Tuesday, March 17, 2015

GOP offers $3.8T budget that boosts defense, cuts elsewhere


http://news.yahoo.com/gop-plan-boost-defense-spending-worries-party-070824592--finance.html

FILE - In this Jan. 13, 2015, file photo, Sen. Kelly Ayotte, R-N.H., center, flanked by Senate Armed Services Committee Chairman Sen. John McCain, R...

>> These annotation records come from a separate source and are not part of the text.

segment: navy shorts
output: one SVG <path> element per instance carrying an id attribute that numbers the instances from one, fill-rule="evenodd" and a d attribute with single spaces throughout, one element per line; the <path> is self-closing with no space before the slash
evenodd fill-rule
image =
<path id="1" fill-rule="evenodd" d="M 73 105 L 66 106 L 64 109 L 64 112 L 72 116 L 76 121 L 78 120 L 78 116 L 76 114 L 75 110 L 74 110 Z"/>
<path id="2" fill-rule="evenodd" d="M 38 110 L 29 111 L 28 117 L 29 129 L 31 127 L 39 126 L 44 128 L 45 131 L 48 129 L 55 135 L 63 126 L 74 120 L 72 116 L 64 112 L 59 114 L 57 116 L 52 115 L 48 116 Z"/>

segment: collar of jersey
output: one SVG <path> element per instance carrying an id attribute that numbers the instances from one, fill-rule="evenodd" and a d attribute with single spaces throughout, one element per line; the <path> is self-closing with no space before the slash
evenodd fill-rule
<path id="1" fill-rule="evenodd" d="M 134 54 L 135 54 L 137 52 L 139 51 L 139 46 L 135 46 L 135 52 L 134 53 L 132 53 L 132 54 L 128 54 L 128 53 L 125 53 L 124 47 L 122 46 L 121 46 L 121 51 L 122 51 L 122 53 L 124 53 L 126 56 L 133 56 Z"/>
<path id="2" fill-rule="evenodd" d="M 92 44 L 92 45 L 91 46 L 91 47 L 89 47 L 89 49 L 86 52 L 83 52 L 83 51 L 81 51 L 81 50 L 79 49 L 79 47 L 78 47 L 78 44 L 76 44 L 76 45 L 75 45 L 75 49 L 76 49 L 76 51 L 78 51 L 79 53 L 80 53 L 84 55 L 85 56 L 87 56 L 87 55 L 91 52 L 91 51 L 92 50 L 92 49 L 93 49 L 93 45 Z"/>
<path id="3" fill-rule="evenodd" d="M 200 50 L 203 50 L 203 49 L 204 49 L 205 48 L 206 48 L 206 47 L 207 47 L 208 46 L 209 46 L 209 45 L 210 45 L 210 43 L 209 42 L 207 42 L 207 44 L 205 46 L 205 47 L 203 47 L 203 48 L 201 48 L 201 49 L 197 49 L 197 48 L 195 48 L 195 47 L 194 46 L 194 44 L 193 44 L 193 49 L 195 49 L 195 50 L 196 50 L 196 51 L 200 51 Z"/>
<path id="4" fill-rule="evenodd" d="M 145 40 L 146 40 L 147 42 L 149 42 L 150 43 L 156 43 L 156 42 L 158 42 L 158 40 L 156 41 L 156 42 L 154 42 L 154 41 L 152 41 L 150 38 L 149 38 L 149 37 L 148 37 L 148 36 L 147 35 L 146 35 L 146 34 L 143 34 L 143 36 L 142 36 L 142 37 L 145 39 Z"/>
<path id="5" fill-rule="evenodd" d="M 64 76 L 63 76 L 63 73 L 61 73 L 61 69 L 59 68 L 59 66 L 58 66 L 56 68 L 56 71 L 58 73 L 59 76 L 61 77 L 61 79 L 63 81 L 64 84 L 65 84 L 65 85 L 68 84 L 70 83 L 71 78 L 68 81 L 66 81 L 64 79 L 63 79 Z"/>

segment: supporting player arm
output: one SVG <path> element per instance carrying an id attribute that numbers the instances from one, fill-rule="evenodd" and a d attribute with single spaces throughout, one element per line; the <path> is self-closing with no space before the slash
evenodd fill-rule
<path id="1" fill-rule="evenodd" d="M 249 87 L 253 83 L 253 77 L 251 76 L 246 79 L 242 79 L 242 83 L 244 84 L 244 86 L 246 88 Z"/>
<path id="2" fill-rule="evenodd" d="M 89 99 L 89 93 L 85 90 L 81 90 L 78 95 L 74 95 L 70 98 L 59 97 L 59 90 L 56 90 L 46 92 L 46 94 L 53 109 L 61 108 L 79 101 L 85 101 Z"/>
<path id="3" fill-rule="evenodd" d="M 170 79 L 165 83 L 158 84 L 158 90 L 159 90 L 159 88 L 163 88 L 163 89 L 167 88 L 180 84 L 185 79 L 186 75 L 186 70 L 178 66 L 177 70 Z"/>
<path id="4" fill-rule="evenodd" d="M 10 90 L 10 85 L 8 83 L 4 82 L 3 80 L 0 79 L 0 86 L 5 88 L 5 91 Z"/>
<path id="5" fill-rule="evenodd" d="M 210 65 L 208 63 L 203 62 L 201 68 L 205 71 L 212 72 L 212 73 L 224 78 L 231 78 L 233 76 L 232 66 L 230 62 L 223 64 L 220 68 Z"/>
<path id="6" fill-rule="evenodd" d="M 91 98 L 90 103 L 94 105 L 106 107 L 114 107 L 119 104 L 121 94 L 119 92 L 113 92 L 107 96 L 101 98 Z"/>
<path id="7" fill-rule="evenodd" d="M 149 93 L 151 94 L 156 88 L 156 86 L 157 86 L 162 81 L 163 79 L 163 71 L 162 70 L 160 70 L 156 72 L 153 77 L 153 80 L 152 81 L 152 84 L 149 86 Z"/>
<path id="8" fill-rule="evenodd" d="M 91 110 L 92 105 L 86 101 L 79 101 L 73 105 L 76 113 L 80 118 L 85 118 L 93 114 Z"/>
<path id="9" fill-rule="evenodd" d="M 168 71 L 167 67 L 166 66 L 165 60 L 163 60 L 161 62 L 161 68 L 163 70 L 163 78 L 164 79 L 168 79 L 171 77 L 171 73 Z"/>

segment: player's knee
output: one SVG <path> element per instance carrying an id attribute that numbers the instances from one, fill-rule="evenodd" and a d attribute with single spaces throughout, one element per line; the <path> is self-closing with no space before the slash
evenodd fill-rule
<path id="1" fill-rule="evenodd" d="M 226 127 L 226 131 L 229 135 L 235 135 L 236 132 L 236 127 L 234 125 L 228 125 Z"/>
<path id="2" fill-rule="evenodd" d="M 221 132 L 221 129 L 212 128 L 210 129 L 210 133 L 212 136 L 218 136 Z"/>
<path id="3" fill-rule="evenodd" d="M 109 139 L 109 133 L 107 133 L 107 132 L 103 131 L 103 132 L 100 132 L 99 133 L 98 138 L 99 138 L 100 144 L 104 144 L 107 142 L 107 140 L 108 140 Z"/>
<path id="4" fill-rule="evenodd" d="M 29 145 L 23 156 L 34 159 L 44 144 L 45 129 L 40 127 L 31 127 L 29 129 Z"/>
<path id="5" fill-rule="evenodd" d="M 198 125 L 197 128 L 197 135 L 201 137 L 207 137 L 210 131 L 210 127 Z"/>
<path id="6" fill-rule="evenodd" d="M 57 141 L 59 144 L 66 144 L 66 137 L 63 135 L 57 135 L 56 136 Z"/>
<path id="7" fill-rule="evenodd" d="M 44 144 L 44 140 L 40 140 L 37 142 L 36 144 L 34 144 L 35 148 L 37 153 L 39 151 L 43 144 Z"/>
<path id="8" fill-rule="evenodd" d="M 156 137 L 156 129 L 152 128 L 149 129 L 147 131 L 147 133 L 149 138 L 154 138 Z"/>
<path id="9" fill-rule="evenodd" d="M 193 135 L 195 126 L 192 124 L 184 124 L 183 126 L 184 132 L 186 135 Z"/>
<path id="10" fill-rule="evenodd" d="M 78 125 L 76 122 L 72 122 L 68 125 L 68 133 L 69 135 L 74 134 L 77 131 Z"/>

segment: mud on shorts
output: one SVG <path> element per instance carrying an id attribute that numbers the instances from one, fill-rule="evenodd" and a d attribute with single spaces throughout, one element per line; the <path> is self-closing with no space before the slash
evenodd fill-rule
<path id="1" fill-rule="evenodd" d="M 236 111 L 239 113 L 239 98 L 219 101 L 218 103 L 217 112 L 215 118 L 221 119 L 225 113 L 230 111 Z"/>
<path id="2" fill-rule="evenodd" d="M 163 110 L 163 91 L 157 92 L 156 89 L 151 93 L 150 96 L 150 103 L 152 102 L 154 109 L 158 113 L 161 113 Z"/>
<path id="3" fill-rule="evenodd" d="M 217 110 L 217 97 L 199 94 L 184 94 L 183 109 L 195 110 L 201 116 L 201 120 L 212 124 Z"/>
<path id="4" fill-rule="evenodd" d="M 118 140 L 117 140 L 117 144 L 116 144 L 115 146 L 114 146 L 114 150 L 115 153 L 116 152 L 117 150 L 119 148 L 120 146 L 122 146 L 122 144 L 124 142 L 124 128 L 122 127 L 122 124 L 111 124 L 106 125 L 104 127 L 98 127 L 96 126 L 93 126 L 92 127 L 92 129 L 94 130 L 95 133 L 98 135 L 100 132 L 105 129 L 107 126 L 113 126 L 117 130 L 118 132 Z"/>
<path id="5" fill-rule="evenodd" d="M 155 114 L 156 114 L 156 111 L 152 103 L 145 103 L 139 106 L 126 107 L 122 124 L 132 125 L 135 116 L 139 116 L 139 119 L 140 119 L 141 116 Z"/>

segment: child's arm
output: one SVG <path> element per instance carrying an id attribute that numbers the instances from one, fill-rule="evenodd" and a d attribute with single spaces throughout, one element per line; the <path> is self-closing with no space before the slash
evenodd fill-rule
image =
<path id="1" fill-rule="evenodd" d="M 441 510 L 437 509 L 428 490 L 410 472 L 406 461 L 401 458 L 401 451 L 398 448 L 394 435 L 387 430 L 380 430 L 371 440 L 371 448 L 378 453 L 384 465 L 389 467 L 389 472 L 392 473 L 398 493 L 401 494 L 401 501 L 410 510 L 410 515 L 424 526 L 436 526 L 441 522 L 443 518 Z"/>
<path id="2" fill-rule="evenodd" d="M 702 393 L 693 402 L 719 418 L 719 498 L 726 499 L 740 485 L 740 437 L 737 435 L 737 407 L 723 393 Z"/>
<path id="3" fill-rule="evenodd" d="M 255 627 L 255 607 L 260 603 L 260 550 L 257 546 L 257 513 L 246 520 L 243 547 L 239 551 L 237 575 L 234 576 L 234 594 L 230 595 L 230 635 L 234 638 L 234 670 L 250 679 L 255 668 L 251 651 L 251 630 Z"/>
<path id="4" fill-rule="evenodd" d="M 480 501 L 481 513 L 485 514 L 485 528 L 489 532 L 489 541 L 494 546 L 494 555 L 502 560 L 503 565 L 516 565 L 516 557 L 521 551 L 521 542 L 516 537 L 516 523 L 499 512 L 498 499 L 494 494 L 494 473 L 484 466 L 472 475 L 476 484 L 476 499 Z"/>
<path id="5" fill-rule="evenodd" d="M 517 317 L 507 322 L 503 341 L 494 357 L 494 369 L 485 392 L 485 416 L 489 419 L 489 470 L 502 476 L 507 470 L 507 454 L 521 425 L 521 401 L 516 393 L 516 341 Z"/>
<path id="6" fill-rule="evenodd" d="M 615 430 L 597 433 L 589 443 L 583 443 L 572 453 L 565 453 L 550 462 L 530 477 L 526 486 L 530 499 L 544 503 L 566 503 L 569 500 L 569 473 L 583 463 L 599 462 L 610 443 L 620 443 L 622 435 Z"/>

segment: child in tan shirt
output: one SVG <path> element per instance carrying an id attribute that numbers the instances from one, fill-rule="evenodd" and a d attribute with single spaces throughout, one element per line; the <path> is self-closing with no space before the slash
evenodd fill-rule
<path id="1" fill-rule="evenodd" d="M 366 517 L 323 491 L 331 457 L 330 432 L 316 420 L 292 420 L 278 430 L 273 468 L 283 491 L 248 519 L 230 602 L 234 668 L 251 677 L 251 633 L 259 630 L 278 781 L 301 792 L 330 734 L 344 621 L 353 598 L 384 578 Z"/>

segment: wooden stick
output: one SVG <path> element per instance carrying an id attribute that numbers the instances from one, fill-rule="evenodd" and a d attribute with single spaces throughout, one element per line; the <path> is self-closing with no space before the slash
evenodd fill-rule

WASHINGTON (AP) — House Republicans on Tuesday unveiled a $3.8 trillion budget plan for next year that effectively breaks tight budget limits on military spending while promising a familiar roster of big cuts to social programs such as food stamps and Medicaid.
The plan by Budget Committee Chairman Tom Price, R-Ga., pads Pentagon and State Department accounts for overseas operations in Afghanistan and elsewhere by $36 billion above President Barack Obama's $58 billion request for such spending, which is not bound by the return of automatic cuts next year.
To meet their promise to balance the budget within a decade, Republicans propose cutting $5.5 trillion from a federal budget that's on track to total $50 trillion over that period. They also swallow up almost $1 trillion in higher tax revenues over a decade by assuming the expiration of popular tax breaks like the research and development tax break that are known collectively in Washington-speak as tax "extenders."
In the immediate term, the measure would produce higher deficits as lawmakers block a looming cut in Medicare fees to doctors and increase Pentagon spending.
In a statement, Price said the budget is the right solution as "our nation faces tremendous fiscal and economic challenges and, if nothing is done, a future of less opportunity and low expectations."
Democrats sharply attacked the proposal.
"It will mean the end of the current Medicare guarantee, and millions of seniors in nursing homes will be especially hurt by the irresponsible cuts to Medicaid," said Rep. Chris Van Hollen of Maryland, the top Democrat on the House Budget Committee. He said it also includes "windfall tax cuts to the top 1 percent."
The sleight of hand on defense spending has already raised the ire of conservative groups such as the Heritage Foundation and isn't likely to win approval by the Senate. But it could clear the way with pro-Pentagon forces in the House GOP, which had made it clear they could not support a budget that promised less for the Pentagon than Obama's request.
The measure is less detailed than in previous years about its cuts. For instance, more than $1 trillion in cuts over 10 years would come from so-called mandatory programs other than Medicare, Medicaid, and the Affordable Care Act, but doesn't specify where, for the most part. Such programs include federal pensions, food stamps, farm subsidies, and tax credits for the working poor.
right wing budgets always seem to center on cutting things that America's poor and sick and elderly need to live and always shows preference to military industrial complex those invested in instruments of war kinda hard to say you want to boost the elements of war while playing with funding of homeland security it's not about security it's about scaring us into excepting their plans to beef up their anticipated war agenda with Iran that's all they talk about killing deal and attacking mid east regimes.  ever notice when announcing their plans to gut Americans one or more looks at floor is it shame for what they are planning to do?   nah their republicans probably thought he saw a dime on the floor.